Presenti le autorità civili, dal sindaco Massimo Mezzetti a una parte della Giunta e al presidente della Provincia Fabio Braglia, senza dimenticare l’europarlamentare Stefano Bonaccini, consiglieri regionali e comunali oltre ai sindaci di Pontremoli e San Gimignano (che hanno il Patrono in condivisione con Modena), la Prefetto e le autorità militari (comandanti di Carabinieri, Polizia, Guardia di Finanza e dell’Accademia Militare), ma anche il Rettore di Unimore, tanto per citare solo alcuni. C’erano poi il vescovo emerito di Forlì-Bertinoro, monsignor Lino Pizzi, il vescovo di Massa Carrara-Pontremoli, monsignor Vaccari, e il padre custode della Porziuncola di Assisi, oltre ai vicari generali di Carpi e di Massa-Pontremoli. Particolarmente significativa la presenza di alcune persone sorde, che hanno seguito la celebrazione nella lingua dei segni, mentre diverse persone disabili erano presenti alla chiesa di Gesù Redentore dove è stato allestito uno schermo per partecipare a distanza alla messa.

L’omelia del vescovo

Dicevamo dell’omelia e della sua valenza civile, come da tradizione per la festa di San Geminiano che è, appunto, al tempo stesso solennità religiosa e appuntamento che raccoglie tutti i modenesi, a prescindere dalla loro appartenenza confessionale. Don Erio, successore di Geminiano sulla cattedra di vescovo di Modena, è partito da tratteggiare la figura di Gesù come quella di un maestro che, come dice il Vangelo, «percorreva tutte le città e i villaggi» e, facendolo, «guardava in faccia il prossimo e vedeva le condizioni disagiate di tanta parte della popolazione. Vedere di persona, fissare i volti ad altezza d'uomo, come fa il Signore, attiva la compassione, spinge a condividere la sofferenza; informarsi invece della situazione solo dalle statistiche rende indifferenti e ostili. Il filosofo Platone accostò l'immagine del pastore anche ai politici, definendoli “pastori di uomini”. E aveva ragione, perché tutte le guide, civili e religiose, sono chiamate a custodire, orientare e proteggere le persone, specialmente quelle svantaggiate».

Un invito alla politica

A seguire il passaggio più squisitamente politico del messaggio di monsignor Castellucci: «La festa di San Geminiano è occasione per esprimere la profonda sintonia e collaborazione tra autorità, istituzioni ed enti, che qui a Modena formano un tessuto solido e solidale.

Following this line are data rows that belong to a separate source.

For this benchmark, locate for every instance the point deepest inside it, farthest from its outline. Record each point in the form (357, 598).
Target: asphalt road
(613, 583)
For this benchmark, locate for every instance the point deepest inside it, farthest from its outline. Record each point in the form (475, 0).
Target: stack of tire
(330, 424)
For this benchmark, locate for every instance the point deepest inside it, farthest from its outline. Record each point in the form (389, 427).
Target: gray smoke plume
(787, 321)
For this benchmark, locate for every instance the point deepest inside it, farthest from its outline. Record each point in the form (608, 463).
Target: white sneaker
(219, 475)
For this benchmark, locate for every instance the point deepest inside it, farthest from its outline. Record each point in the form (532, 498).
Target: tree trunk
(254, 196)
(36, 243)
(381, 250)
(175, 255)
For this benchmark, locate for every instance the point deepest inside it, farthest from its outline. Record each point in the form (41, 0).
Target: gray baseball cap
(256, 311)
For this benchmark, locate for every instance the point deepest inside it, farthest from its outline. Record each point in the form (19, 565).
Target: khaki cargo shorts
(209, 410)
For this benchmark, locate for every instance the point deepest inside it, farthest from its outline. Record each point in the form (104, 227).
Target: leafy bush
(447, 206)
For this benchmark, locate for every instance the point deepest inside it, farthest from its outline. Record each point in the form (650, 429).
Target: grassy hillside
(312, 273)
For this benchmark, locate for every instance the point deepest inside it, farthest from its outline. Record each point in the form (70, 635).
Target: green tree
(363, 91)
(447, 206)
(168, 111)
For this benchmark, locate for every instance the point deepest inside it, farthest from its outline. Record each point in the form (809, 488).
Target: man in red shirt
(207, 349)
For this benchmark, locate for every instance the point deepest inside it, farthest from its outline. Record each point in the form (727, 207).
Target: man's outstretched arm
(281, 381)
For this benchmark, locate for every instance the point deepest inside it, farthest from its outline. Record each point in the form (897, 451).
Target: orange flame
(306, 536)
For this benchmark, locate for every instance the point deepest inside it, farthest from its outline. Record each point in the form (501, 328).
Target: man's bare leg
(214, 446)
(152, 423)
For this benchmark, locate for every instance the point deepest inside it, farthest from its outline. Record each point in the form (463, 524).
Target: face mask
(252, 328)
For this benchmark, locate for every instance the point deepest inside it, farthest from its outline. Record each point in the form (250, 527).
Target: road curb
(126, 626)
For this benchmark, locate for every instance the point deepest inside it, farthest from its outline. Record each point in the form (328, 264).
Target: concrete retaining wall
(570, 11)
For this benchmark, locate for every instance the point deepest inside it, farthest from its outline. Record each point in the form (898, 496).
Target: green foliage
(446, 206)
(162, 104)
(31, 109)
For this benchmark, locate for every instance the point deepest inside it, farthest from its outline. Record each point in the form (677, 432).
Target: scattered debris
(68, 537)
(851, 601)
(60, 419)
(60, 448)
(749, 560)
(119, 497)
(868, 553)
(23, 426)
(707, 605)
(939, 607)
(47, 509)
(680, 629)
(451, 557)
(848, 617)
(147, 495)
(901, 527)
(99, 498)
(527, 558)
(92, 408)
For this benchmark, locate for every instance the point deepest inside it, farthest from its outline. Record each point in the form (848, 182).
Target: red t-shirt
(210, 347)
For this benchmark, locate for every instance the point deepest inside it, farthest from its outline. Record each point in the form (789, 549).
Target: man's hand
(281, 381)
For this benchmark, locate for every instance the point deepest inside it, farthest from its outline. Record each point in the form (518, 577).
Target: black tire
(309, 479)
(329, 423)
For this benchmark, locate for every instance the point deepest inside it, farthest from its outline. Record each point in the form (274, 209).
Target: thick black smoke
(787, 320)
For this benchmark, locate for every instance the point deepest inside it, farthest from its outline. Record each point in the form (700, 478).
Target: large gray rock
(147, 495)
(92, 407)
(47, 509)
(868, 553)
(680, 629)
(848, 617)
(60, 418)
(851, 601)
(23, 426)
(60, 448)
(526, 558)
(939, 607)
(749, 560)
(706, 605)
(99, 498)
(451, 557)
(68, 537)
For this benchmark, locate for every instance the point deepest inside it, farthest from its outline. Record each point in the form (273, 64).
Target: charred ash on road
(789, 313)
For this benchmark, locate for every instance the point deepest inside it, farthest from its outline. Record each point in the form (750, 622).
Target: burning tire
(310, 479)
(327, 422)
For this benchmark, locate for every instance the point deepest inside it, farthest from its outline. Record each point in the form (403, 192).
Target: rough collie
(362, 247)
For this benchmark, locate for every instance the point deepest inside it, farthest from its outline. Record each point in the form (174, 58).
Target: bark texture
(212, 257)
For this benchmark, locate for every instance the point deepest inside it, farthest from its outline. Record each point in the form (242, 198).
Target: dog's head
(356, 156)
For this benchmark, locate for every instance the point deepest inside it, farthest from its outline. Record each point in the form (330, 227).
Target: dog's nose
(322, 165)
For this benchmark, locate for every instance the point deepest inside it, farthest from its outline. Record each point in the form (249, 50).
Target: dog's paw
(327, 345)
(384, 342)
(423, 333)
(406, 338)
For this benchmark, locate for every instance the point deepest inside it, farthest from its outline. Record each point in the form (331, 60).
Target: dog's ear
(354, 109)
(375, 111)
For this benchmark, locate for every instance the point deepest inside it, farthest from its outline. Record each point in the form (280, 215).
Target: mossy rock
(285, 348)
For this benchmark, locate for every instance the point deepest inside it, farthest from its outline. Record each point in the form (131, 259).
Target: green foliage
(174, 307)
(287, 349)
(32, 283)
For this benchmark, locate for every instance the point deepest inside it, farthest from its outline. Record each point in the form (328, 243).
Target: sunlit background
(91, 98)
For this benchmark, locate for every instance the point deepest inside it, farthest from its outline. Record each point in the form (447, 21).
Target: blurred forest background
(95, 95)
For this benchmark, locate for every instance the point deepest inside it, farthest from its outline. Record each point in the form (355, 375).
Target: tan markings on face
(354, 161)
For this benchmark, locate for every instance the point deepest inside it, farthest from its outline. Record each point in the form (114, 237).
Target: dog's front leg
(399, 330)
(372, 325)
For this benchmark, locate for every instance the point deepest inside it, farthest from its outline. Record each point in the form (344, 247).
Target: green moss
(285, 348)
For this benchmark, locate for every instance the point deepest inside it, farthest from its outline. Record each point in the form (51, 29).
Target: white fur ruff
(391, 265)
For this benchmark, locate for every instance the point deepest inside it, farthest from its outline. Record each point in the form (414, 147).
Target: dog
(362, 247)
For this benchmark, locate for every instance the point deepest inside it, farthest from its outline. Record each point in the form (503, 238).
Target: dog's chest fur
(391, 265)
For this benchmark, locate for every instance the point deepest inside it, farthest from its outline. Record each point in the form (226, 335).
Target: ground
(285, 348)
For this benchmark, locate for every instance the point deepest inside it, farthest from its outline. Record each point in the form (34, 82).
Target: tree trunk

Tutte e tre le azioni svolte da Gesù e consegnate ai discepoli – insegnamento, predicazione e cura – sono qui praticate con intensità e competenza: i percorsi didattici, i progetti formativi e le opere assistenziali intercettano ogni giorno la vita, i problemi e le risorse di migliaia e migliaia di persone, quelle folle di cui Gesù osservava i volti. L’alternativa – ha osservato il vescovo – per chi tra noi esercita un qualsiasi compito di guida, è la stessa del tempo di Gesù: percorrere le città e i villaggi, guardando in faccia le persone e lasciandosi commuovere, oppure stare chiusi tra quattro mura guardando città e villaggi dall'alto, studiando solo le statistiche e formulando soluzioni sulla carta. Chi lavora sul campo riceve anche qualche provocazione e perfino qualche insulto, ma capisce la realtà e arriva al cuore delle persone e dei problemi: e quando poi torna nel proprio studio – è pur necessario fermarsi e riflettere – allora cerca risposte incisive, perché fondate sulla realtà. Forse per questo – qui l’affondo di monsignor Castellucci – abbiamo la sensazione che le scelte politiche assunte da chi opera lontano da noi siano talvolta avulse dai problemi veri e si basino più che altro su sondaggi e calcoli elettorali, arrivando a inculcare paure e chiusure, pur di ottenere facili consensi. La politica smart working, che evita le folle, limitandosi ai social e ai salotti televisivi, resta lontana dal mondo reale; quella che invece “percorre le città e i villaggi”, incontrando i volti, elabora soluzioni efficaci. Lo stesso vale per tutte le nostre istituzioni e organizzazioni, Chiesa inclusa. Papa Francesco raccomanda ai cristiani quella vicinanza e prossimità che si lascia disturbare dalle ferite della gente, le fa proprie, ed estrae poi dal Vangelo la speranza che solo il Signore risorto può dare».

Il finale evocativo

Una vera e propria autocritica, prima di un finale evocativo e ancora carico di significato: «San Geminiano, che non si tirò indietro quando fu chiamato dall’imperatore a guarire sua figlia, percorrendo città e villaggi per insegnare, predicare e curare, doni a tutti noi lo sguardo di Gesù, capace di compassione: perché l’io lasci il passo al noi, la prima persona singolare dia spazio alla prima persona plurale: a quel “noi” che dà speranza a tutti, poiché nessuno si salva da solo».